Fifteen years after a startup idea flopped, the founder of Recurse Center is giving a big public thank-you to Hacker News, the internet forum that helped turn a weird little experiment into a long-running institution. The original pitch was basically "dating app, but for jobs" — and yes, the community can absolutely appreciate the chaos of that origin story. After a string of failed ideas, the team built something they actually wanted themselves: a place where programmers could take a break, make fun things, and get better together. Hacker News didn’t just clap politely; it helped send in the early waves of applicants and kept the project alive.
And the comments? Pure warm-fuzzy internet with a side of nerdy mischief. One person declared every Recurse alum they’d worked with was "amazing, brilliant", which is basically the comment-section version of a standing ovation. Another chimed in with a nostalgic "I went back when it was Hacker School!" and credited it with major personal growth. There’s also a slightly cheeky running joke around Recurse’s famously quirky house rules, with one commenter wondering whether the "roof rule" was written before or after someone tried something spectacularly dumb. That tiny mystery became the closest thing to drama in an otherwise shockingly wholesome thread.

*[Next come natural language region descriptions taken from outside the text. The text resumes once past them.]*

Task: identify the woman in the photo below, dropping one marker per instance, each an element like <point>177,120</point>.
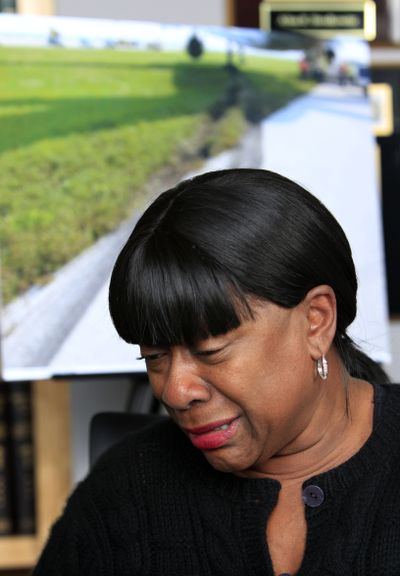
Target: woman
<point>280,456</point>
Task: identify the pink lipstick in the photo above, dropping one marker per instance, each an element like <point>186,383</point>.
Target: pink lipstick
<point>212,436</point>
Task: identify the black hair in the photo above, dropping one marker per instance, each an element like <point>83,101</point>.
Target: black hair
<point>203,247</point>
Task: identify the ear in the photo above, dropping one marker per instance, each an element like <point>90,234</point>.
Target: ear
<point>320,308</point>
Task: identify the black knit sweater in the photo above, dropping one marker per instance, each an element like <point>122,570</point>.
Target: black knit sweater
<point>153,506</point>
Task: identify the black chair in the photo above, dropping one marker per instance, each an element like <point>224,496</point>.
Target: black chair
<point>106,428</point>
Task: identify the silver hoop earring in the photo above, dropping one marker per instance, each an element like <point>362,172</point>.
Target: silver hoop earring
<point>322,367</point>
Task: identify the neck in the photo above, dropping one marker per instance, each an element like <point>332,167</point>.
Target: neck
<point>340,425</point>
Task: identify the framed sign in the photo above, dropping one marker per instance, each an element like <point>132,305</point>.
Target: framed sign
<point>320,19</point>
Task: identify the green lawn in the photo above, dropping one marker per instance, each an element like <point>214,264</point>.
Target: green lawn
<point>81,132</point>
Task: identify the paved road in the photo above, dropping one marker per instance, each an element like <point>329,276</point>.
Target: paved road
<point>322,140</point>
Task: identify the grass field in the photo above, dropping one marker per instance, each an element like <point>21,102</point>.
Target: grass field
<point>83,131</point>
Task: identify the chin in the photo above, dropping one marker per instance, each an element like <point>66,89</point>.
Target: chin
<point>225,465</point>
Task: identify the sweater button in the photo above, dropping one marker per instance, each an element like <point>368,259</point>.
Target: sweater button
<point>313,496</point>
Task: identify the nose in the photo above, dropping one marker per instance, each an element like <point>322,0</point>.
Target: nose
<point>184,384</point>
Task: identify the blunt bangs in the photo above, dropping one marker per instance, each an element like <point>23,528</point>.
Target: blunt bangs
<point>170,293</point>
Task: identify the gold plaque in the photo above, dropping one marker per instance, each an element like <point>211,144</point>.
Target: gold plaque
<point>320,19</point>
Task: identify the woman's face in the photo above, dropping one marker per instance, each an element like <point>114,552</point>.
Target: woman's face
<point>244,396</point>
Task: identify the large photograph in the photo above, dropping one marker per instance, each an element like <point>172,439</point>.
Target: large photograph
<point>98,117</point>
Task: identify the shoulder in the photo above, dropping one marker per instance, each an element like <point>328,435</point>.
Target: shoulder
<point>140,458</point>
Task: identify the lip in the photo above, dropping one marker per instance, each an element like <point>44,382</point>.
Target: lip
<point>208,438</point>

The biggest hot take is almost anti-hot-take: not every good idea has to become a billion-dollar empire. Even an old Paul Graham comment predicting this was a “benevolent thing to do” got a victory lap. In a tech world obsessed with massive exits, the crowd seemed united on one message: this thing mattered because it helped real people, and honestly, that may be the spiciest opinion of all.
Key Points
- •Recurse Center reached its 15th anniversary from its first day of operation.
- •Its founders entered Y Combinator in summer 2010 with an initial job-matching startup idea that failed.
- •After multiple unsuccessful pivots, the team created a self-directed programming retreat for programmers.
- •A launch post on Hacker News helped the program reach programmers beyond the founders’ personal networks.
- •The author says the program has positively impacted more than 3,000 people, and Hacker News remains its second-largest applicant source after word of mouth.